The ex-agitator and peace maker stated that, it was unfortunate that those who do not know anything about agitation for oil rights could make such claims and described their conduct as highly reprehensible.
Giving a background on the pipeline surveillance contract, he stated that, between 1999 and 2007, Rivers State was engulfed in cultism and other communal crisis while in Delta and Bayelsa States, the Ijaws were engaged in fighting for resource control.
He explained further that, in the cause of the struggle Tompolo adopted a different vision and operational structure in exchange of money with oil, stressing that, he went further to open camps to coordinate its activities before the federal government granted amnesty to all ex-agitators.
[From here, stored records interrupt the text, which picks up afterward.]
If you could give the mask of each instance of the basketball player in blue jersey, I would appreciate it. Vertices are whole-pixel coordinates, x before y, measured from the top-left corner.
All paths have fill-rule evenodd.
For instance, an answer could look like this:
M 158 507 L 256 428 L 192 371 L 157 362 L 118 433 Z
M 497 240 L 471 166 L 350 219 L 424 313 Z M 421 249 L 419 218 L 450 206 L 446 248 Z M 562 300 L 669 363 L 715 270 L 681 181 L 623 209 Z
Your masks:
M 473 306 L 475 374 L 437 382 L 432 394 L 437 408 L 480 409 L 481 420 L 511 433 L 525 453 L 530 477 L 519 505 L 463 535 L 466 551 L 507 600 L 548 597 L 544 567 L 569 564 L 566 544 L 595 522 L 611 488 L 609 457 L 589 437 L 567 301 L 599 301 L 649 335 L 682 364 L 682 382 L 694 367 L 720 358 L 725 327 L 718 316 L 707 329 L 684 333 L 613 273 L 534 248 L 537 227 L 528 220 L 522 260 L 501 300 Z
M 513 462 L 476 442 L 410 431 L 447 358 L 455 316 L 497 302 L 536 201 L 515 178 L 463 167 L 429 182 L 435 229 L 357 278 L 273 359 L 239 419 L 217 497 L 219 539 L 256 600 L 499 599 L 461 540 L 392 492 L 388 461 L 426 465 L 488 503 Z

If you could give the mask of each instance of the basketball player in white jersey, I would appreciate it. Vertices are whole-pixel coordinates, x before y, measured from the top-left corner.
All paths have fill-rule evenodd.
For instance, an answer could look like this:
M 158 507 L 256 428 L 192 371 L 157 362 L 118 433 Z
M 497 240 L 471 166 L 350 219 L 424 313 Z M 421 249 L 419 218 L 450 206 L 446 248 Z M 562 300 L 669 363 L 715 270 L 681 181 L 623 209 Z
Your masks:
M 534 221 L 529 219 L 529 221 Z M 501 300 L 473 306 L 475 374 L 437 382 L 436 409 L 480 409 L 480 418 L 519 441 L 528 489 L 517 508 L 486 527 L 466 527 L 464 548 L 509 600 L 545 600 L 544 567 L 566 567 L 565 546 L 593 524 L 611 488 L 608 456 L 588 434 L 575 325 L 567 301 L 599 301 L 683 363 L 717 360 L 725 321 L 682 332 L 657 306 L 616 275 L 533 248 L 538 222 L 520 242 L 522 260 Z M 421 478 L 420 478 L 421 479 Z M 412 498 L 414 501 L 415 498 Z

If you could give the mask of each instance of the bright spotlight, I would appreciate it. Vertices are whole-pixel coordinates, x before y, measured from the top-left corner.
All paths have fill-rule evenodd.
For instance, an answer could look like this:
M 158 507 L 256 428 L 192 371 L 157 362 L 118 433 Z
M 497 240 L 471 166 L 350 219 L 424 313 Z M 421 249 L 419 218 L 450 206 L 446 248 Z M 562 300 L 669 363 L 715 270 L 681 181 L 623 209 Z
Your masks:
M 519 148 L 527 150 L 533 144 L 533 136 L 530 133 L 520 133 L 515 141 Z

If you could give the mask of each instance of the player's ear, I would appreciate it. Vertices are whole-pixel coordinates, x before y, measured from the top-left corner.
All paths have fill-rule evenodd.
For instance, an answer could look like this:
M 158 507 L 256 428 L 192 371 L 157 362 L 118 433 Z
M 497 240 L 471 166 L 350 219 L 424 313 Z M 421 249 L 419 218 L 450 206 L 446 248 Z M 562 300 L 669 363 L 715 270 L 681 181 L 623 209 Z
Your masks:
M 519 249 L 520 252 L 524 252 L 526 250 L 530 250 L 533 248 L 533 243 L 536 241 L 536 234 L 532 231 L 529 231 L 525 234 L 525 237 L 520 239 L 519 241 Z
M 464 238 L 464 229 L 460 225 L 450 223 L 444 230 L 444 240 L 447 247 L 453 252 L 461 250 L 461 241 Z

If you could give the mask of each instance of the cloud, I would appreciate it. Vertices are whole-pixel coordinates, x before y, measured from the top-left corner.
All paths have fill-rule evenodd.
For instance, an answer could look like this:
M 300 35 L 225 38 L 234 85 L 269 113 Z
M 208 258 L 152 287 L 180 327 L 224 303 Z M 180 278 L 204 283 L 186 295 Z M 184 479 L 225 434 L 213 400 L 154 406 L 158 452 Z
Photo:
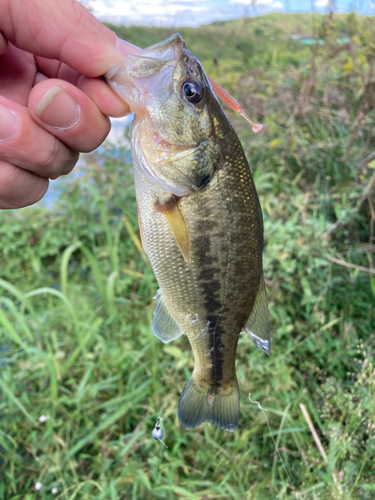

He maintained that within this period when the Ijaws were fighting for their rights over oil resources in their domains, the Isoko’s and Itsekiri’s where not part of the struggle, pointing out that in the course of the struggle some compatriots paid the supreme prize and others survived.
He accused those who are calling for the decentralising of
the pipeline surveillance contract of harbouring ill intension with skewed narratives overshadowed by truth.
Abiri maintained that decentralising the pipeline surveillance contract would lead to chaos and disruption of the prevailing peace in the region, noting that the current arrangement is being applauded by all and sundry.
According to him, those who are now clamouring to decentralise the contract were not genuine ex-agitators, but were into different activities in the region.
He, therefore appeal to President Bola Tinubu and the National Security Adviser, Mallam Nuhu Ribadu to ignore calls for the decentralisation of the pipeline surveillance contract.